Liu Xiao, Zhang Ting, Tan Ziyang, Warden Antony R, Li Shanhe, Cheung Edwin, Ding Xianting
Institute of Personalized Medicine, School of Biomedical Engineering, Shanghai Jiao Tong University, Shanghai, 200030 China.
Cancer Centre, Faculty of Health Sciences, University of Macau, Taipa, 999078 China.
Phenomics. 2022 May 19;2(5):323-335. doi: 10.1007/s43657-022-00056-z. eCollection 2022 Oct.

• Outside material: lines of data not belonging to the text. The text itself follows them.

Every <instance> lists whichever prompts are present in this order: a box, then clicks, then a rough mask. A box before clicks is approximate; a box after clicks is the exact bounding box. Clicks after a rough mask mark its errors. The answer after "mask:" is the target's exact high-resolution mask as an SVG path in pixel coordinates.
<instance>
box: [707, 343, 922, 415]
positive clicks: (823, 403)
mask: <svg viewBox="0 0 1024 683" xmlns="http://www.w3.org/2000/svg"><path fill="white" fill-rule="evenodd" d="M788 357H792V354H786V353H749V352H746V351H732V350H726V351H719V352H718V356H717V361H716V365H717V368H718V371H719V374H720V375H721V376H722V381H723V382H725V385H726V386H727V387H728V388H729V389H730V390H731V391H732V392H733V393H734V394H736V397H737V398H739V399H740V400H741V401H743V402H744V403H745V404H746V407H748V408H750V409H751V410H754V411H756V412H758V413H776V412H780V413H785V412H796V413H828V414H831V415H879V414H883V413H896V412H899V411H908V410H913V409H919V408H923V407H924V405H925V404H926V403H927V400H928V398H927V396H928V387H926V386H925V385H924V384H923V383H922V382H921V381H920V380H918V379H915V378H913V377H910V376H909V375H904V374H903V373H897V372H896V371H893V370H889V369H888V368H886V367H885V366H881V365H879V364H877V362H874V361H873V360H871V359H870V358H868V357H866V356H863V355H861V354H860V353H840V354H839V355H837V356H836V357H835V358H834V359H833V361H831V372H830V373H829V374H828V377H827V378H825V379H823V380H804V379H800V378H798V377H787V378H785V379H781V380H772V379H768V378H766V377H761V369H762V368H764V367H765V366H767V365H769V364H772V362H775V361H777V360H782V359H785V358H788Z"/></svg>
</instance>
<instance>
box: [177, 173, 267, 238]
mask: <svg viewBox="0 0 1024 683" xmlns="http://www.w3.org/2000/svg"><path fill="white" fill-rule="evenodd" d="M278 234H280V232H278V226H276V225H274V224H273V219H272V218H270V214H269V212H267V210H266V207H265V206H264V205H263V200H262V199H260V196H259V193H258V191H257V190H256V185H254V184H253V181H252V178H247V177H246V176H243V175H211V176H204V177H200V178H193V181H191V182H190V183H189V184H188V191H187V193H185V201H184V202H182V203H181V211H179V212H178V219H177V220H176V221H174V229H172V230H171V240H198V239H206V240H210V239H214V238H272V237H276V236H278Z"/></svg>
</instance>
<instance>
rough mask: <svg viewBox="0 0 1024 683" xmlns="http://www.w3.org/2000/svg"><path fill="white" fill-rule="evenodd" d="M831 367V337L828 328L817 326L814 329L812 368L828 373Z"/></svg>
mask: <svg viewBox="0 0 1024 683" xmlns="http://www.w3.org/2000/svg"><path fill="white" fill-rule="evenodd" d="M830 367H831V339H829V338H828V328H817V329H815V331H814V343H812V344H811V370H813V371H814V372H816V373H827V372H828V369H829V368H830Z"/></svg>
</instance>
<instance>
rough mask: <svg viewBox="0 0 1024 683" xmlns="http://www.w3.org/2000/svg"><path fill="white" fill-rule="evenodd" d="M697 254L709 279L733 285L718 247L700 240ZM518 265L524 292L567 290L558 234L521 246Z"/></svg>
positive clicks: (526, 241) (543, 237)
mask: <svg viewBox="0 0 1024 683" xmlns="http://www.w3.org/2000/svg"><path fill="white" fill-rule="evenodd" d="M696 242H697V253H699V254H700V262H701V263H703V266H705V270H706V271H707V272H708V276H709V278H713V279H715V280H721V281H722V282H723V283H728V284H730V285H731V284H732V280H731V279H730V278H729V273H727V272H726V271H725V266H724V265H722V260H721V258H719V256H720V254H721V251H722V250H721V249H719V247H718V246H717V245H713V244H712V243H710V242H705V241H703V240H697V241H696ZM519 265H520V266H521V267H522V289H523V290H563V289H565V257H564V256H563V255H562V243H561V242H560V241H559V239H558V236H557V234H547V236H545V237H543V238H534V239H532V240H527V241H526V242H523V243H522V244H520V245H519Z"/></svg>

Although many methods have been developed to explore the function of cells by clustering high-dimensional (HD) single-cell omics data, the inconspicuously differential expressions of biomarkers of proteins or genes across all cells disturb the cell cluster delineation and downstream analysis. Here, we introduce a hashing-based framework to improve the delineation of cell clusters, which is based on the hypothesis that one variable with no significant differences can be decomposed into more diversely latent variables to distinguish cells. By projecting the original data into a sparse HD space, fly and densefly hashing preprocessing retain the local structure of data, and improve the cluster delineation of existing clustering methods, such as PhenoGraph. Moreover, the analyses on mass cytometry dataset show that our hashing-based framework manages to unveil new hidden heterogeneities in cell clusters. The proposed framework promotes the utilization of cell biomarkers and enriches the biological findings by introducing more latent variables.
The online version contains supplementary material available at 10.1007/s43657-022-00056-z.
尽管已经开发了许多方法,通过对高维(HD)单细胞组学数据进行聚类来探索细胞功能,但蛋白质或基因生物标志物在所有细胞中的差异表达不明显,这干扰了细胞聚类的划分和下游分析。在此,我们引入了一种基于哈希的框架来改进细胞聚类的划分,该框架基于这样一种假设:一个没有显著差异的变量可以分解为更多样化的潜在变量来区分细胞。通过将原始数据投影到稀疏高维空间中,fly和densefly哈希预处理保留了数据的局部结构,并改进了现有聚类方法(如PhenoGraph)的聚类划分。此外,对质谱流式细胞术数据集的分析表明,我们基于哈希的框架成功揭示了细胞聚类中新的隐藏异质性。所提出的框架通过引入更多潜在变量,促进了细胞生物标志物的利用,并丰富了生物学发现。
在线版本包含可在10.1007/s43657-022-00056-z获取的补充材料。